Activate on user phrases like:

- "Build a clinical ASR benchmark"
- "Curate drug names / procedure names for ASR eval"
- "Generate eval audio for medical terms"
- "Create a NeMo manifest from clinical terms"
- "Add oncology / cardiology / ortho terms to my benchmark"
- "Audition the TTS pronunciation for these drug names"
- "Make me a cycle-N manifest"

Do **not** activate when (also: if the message mentions `auth`, `API key`, `gRPC`, `streaming`, `riva-build`, `NIM deploy`, `NGC`, or `Docker`, route per the bullets below and stop):

- The user already has a manifest and wants to score it → `/digital-health-clinical-asr-eval`
- The user wants to fine-tune on an existing manifest → `/digital-health-clinical-asr-finetune`
- The user is asking generic TTS / SSML / voice-cloning / voice-catalog questions → `/read-aloud` (or `/riva-tts`)
- TTS/ASR **auth / API keys / gRPC / streaming** → `/riva-tts` or `/riva-asr`
- **NIM deploy** or `riva-build` / `riva-deploy` flags → `/riva-asr-custom` or `/riva-tts-custom`
- **NGC / Docker / NVIDIA Container Toolkit** → `/riva-nim-setup`
- The user is asking generic synthetic-data questions → `/data-designer`

## Prerequisites

- **`/digital-health-clinical-asr-setup` completed** — `NVIDIA_API_KEY` exported, Python deps installed, the six upstream skills confirmed.
- **`/read-aloud`** (or `/riva-tts`) reachable.
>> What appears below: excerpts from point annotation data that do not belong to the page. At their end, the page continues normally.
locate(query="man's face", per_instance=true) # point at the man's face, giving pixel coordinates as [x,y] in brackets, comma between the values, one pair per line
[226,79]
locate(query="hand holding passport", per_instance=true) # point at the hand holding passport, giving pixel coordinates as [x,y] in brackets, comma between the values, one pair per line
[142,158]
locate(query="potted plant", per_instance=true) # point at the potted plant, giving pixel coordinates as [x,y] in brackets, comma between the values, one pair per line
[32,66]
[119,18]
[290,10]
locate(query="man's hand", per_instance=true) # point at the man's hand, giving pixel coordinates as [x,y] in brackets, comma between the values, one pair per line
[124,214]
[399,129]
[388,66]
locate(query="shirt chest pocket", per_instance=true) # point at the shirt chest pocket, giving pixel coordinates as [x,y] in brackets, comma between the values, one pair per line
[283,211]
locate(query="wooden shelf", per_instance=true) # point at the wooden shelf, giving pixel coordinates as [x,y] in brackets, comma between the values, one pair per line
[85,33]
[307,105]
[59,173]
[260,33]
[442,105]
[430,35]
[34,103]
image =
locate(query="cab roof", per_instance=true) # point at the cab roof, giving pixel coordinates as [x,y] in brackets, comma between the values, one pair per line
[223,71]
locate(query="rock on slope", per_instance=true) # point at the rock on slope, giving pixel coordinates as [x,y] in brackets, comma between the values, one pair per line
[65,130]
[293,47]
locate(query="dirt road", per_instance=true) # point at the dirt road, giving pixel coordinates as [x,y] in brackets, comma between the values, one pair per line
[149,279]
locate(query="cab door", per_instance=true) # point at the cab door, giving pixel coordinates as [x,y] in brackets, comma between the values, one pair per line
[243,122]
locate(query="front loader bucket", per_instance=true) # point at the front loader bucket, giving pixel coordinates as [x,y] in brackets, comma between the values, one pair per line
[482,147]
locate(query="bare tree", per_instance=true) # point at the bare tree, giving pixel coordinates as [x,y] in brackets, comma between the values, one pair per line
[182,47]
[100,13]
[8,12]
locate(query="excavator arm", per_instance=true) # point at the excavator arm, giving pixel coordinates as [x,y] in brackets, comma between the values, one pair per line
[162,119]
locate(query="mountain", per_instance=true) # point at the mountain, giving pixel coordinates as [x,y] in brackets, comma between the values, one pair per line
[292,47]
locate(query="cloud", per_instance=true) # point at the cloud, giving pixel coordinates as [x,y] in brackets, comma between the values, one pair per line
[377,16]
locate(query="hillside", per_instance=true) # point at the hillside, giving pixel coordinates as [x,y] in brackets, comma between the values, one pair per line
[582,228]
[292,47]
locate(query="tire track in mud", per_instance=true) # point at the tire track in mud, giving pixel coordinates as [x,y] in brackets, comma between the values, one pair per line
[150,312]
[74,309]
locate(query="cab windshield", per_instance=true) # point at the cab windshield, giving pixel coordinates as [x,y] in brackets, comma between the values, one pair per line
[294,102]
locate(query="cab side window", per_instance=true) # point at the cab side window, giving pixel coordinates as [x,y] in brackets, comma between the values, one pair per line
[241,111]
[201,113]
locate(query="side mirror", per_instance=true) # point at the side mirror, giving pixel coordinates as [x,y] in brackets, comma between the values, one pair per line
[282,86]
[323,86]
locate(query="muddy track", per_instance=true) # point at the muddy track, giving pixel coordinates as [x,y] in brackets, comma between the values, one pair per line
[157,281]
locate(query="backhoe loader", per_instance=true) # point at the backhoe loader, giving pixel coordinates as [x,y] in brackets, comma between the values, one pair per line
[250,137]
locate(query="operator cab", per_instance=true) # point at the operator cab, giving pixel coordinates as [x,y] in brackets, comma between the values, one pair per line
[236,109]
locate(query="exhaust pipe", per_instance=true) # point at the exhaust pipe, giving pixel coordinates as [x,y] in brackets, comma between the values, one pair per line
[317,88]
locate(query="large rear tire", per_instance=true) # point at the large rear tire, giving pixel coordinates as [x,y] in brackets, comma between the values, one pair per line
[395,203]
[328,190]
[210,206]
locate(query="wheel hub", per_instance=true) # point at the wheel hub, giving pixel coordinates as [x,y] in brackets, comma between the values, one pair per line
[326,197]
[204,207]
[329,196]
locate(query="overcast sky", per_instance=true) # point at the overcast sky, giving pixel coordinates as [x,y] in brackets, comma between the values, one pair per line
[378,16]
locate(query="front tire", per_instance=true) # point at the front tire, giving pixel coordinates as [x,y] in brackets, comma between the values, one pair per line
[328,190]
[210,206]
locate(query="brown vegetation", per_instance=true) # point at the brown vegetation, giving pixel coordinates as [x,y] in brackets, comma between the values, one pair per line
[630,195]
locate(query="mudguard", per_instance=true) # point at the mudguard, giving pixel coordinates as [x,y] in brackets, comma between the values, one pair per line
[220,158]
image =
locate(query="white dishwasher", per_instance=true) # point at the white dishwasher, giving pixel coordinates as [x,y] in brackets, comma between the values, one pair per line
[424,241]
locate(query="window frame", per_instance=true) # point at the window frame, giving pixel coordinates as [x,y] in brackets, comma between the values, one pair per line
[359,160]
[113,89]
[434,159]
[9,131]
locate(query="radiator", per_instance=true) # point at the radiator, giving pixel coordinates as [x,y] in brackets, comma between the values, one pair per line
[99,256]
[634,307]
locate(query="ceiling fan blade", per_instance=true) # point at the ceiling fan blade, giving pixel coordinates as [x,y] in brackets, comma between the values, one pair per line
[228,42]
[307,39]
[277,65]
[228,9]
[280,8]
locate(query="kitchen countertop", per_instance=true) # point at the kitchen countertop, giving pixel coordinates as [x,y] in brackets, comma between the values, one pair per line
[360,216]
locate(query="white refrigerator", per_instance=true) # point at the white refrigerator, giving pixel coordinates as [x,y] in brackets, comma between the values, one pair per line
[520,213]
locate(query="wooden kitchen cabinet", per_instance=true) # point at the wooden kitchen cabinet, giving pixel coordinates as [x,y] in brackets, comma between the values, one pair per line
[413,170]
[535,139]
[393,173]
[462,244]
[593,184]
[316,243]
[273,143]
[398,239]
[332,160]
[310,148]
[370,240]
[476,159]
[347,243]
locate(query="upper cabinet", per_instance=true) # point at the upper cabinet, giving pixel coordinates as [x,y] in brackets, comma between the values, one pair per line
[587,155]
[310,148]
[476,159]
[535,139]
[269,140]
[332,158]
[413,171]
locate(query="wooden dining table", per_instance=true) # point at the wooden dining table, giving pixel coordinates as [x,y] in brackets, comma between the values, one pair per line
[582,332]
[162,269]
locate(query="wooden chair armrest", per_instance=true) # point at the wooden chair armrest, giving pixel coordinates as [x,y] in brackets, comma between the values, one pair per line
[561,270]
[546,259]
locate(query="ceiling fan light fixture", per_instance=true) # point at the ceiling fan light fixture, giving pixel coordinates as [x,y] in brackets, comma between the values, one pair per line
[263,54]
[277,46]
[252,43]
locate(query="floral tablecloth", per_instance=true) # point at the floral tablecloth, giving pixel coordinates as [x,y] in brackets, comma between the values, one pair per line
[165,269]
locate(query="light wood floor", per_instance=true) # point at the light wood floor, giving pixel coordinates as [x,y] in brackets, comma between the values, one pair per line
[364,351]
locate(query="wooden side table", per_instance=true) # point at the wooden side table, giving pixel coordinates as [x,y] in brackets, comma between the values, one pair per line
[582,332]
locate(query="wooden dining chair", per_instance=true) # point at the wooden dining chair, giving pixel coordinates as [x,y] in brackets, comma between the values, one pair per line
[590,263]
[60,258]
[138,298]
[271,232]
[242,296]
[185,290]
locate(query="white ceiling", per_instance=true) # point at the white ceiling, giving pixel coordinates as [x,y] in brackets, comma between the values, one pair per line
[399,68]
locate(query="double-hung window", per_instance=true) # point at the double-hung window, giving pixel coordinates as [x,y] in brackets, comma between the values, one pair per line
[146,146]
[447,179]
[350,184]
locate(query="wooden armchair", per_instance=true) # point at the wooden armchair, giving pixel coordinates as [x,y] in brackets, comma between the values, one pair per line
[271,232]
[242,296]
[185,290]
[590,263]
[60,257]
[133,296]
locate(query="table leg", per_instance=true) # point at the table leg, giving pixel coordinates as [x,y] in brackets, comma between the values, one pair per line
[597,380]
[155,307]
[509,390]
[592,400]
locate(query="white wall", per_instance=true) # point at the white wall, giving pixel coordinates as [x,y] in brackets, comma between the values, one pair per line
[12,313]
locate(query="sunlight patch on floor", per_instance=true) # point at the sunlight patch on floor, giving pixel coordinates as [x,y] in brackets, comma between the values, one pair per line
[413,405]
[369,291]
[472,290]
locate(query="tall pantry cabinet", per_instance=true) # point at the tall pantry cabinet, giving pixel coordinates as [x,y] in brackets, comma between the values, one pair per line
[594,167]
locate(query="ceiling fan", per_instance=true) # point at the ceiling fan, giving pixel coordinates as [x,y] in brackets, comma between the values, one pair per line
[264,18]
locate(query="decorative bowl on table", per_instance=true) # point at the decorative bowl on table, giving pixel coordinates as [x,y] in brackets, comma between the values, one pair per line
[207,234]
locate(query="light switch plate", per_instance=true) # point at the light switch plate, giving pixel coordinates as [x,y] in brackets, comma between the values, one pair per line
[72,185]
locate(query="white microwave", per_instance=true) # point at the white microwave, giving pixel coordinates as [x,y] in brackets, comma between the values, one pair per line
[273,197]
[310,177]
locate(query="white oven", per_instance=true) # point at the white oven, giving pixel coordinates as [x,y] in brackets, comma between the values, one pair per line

Hosted Magpie via NVCF is the default. Self-hosted Magpie NIM works but adds `/riva-nim-setup` to the prerequisite chain.
- **`/data-designer`** reachable. Template fallback is acceptable for a first cycle if `/data-designer` is unavailable, but tag those rows so future cycles can re-generate.
- **A working directory** the user owns. The skill recommends `$EVAL_DIR/cycle<N>/` but does not enforce it.

## Instructions

### 2a. Specialty interview → `term_seed.csv`

Ask **one question at a time**. The goal is to surface 4–10 candidate terms with the right `entity_category`, not to write a textbook.

Questions, in order:

1. *What specialty / workflow is this for?* (oncology dictation, ICU handoff, psych intake, ortho post-op, …)
2. *What ASR failure modes have you seen?* — drug names, multi-word procedures, abbreviations, compound conditions.
3. *Which terms come up daily vs which are the hard ones?* — daily-common terms become the sanity baseline; daily-hard terms become the signal.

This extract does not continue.